DEV Community

1.4.9 Planner Preprocessing: Subquery Pull-up, Predicate Pushdown, Equivalence Classes

1.4.9 Planner Preprocessing: Subquery Pull-up, Predicate Pushdown, Equivalence Classes

So far we have seen the planner build candidate paths and rank them by cost, choose join methods and join orders, and estimate those costs from statistics. But before any of that cost comparison begins, the planner does something else first. It takes the incoming Query tree and rewrites it once into a shape that is easier to optimize. That rewriting is preprocessing.

In processing order, preprocessing is the planner's very first step. Yet why it pays off only becomes clear once you understand cost and joins. Why it is cheap to shrink the rows entering a join is explained by join cost, and why it matters to manufacture a missing join condition to avoid a Cartesian product is explained by join order. That is why a step that runs first in processing is the last one we look at in this book.

Preprocessing Rewrites the Query Tree Before Cost Comparison Starts

The planner's entry point runs preprocessing once for each Query it receives. The function that gathers this work is subquery_planner. The name makes it sound like it only deals with subqueries, but it actually does everything that should happen exactly once per Query object. Only after that preparation finishes does the cost-based candidate comparison begin.

One thing is worth pinning down here. The rewriter from chapter 1.3 also rewrites the Query tree, but its purpose is different from this preprocessing. The rewriter expands views into their contents, injects RLS policies as conditions, and fills in default values for columns omitted from an INSERT. In other words, it settles what the query actually means. Preprocessing does not touch that settled meaning at all. It leaves the rows that will come out exactly as they are, and rearranges only the shape of the tree so the same result can be produced more cheaply. If the rewriter finishes deciding "what to do," preprocessing is the first trimming of "how to do it."

Why Rewrite at All?

The Query tree the rewriter hands over still carries the shape the SQL author wrote. People write for readability, not for the planner's convenience. For clarity they wrap parts of the query in subqueries and pile several conditions into one WHERE clause. Leave that shape alone, and the cost and join comparison never sees the better candidates. A condition that only needs to filter one table tags along all the way to the join and inflates the join's input, and with no join condition spelled out in the SQL, the only join order available between two tables is a Cartesian product.
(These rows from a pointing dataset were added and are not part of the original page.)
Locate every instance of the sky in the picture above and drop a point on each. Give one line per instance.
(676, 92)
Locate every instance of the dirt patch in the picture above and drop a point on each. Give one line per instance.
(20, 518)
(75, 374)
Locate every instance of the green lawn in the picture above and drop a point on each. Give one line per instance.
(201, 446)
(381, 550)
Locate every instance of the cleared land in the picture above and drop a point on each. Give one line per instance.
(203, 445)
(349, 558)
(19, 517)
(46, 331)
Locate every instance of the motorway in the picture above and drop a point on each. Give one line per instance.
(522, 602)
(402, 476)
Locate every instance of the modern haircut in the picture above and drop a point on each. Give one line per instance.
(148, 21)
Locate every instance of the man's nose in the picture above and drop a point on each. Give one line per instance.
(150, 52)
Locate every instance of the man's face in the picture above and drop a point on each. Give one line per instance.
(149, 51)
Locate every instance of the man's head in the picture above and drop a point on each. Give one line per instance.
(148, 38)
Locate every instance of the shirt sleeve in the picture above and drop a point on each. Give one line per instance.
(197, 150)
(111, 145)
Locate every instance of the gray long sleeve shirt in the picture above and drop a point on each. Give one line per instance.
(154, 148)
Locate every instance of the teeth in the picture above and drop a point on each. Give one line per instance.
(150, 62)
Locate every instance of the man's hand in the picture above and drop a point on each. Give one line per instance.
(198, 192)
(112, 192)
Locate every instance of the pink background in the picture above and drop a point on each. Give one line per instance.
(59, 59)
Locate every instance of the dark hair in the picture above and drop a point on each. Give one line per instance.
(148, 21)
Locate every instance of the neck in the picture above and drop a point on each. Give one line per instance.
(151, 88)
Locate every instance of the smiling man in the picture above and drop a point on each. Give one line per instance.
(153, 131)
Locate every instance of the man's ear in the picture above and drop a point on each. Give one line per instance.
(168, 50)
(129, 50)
Preprocessing tidies up this shape so the cost comparison gets to see all its candidates. The five sections that follow look at that tidying one piece at a time.

Pull Subqueries Up Into the Parent Query

The first thing it does is pull subqueries in the FROM clause up into the parent query. Merging a subquery into the parent as a single level is called flattening, or subquery pull-up, in the sense of lifting the subquery upward. It runs in the opposite direction from the predicate pushdown we will see later, which pushes conditions down.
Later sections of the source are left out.